A spot of foraging up north

"Give you a reason on compulsion! If reasons were as plentiful as blackberries, I would give no man a reason upon compulsion, I." ~ Henry IV, Part I



If there is an ideal place in which to celebrate autumn, and everything nature brings with it, then Yorkshire is perhaps it. There are forests in abundance that are impersonating traffic lights with their leaves, turning yellow around the edges with a rim of burnished red. The breeze that whips your face as you climb a steep hill covered in heather has a bite to it that you wouldn't have felt a few weeks ago. Best of all, the gastronomic evidence of autumn's arrival is on display wherever you go, from the butchers advertising a brace of grouse or local pigeon to the blackberries that adorn stretches of roadside for miles, glistening and begging for someone to brave their thorny garrisons and pick them. As Shakespeare observed, blackberries are indeed plentiful. It would be a shame not to succumb to the bushes' proffering, and to leave such a versatile ingredient untouched.


I succumbed. And you can tell, because my hands are covered in scratches. Not only scratches, but little red lumps that itch annoyingly - I think nature was being a tad unfair when she decided to always place a thick patch of nettles in very close proximity to the juiciest-looking blackberries. Still, at least I have two big bags of berries to show for my labour. 

A slightly less successful quest involved the pursuit of the bilberry. These are like blueberries in appearance, but tarter and more flavoursome - your average supermarket blueberry, I find, more often tastes like a small capsule of flavourless banana than anything deserving of the name "berry", a word that carries pleasant associations of tartness, juiciness and sweetness. Bilberries are rarely cultivated; instead, you find them growing in the wild on small shrubs barely a foot high. They grow best on high ground and heathlands. Indeed, I was driven for fifteen minutes uphill this morning to "Crocodile Rock", a rock overlooking the Dales and so called because it looks like a crocodile with its mouth open. 

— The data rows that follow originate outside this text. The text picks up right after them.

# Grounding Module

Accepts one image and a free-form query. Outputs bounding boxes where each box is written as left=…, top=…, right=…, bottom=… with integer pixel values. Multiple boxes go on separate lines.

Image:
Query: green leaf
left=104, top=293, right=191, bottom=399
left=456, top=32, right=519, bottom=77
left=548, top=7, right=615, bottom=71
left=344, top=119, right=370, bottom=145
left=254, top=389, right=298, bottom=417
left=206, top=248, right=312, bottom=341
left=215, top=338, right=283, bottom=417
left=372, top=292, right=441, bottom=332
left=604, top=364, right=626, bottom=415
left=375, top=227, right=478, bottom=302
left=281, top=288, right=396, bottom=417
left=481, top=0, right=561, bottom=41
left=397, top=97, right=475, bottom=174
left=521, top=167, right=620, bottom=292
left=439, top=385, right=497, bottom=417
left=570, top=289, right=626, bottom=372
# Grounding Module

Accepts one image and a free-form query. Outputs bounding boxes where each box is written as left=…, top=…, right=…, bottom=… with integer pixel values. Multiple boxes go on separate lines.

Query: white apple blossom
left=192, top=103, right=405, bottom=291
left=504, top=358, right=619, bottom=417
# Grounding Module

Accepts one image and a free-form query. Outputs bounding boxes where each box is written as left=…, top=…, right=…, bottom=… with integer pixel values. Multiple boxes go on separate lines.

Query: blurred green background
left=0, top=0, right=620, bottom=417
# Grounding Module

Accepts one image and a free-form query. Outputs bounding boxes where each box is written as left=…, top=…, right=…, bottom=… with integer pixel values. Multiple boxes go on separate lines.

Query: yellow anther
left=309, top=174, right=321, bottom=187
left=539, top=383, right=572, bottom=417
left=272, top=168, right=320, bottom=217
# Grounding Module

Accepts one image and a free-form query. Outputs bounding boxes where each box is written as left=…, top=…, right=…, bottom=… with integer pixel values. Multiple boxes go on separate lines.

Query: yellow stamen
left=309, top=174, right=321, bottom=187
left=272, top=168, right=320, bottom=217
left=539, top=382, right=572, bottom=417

The reason behind this being that my mother had been waxing lyrical about bilberries, and their superiority to blueberries. She bought some in the deli up here last year for some extortionate price, but knew they were to be picked up by this rock. I was sent to harvest said berries if I could. 

After identifying the bilberry bushes using Google Images - they are everywhere, amongst the heather - I spent about half an hour sure that this couldn't be the right bush, even though the internet was adamant. There were no berries to be found. She had told me they are quite hard to spot, lying just underneath the leaves, but I combed through about fifty bushes and found nothing. I was just giving up, sure it was too late in the season (August to September) to find them, when I saw this:


This, at least, was proof that the bilberry was not a fictional construct designed to test my patience. I was a little bit elated, I must admit (tragic, isn't it? I really must get myself one of these life things, one of these days). Sure it could not be a one-off, I scoured the bushes again.


Another slight leap of the heart and spirits.

I imagine normally these bushes are festooned with berries, when the season is in full swing. I was clearly too late in the year; it took me two hours of pained scouring to gather barely a handful of berries. But the sheer joy and satisfaction when I saw one gleaming on the underside of a twig...I take pride in my little tupperware box of bilberries. There are probably enough to fill something about the size of a mini mince pie. The kind you get at Christmas drinks parties. I did feel bad having to tell my mother that the huge bag of berries I came home with did not, in fact, contain bilberries, but blackberries (I found loads on the way home) - her face fell when I presented the optimistically-sized box with its scattering of purple jewels. 

I've told her that she had better find some use for them, however small-scale, because I do not want my two hours of braving the cold, getting scratched hands, ferreting around in bushes and getting very odd looks from dog-walkers to be in vain. I think the £4 she paid for a bag back last August was a bargain, now that I know how much sheer effort it takes to harvest these elusive berries.

As for the blackberries, I think a pear and blackberry strudel, and a batch of apple and blackberry jam (using windfall apples from the tree in our garden back home) are on the cards.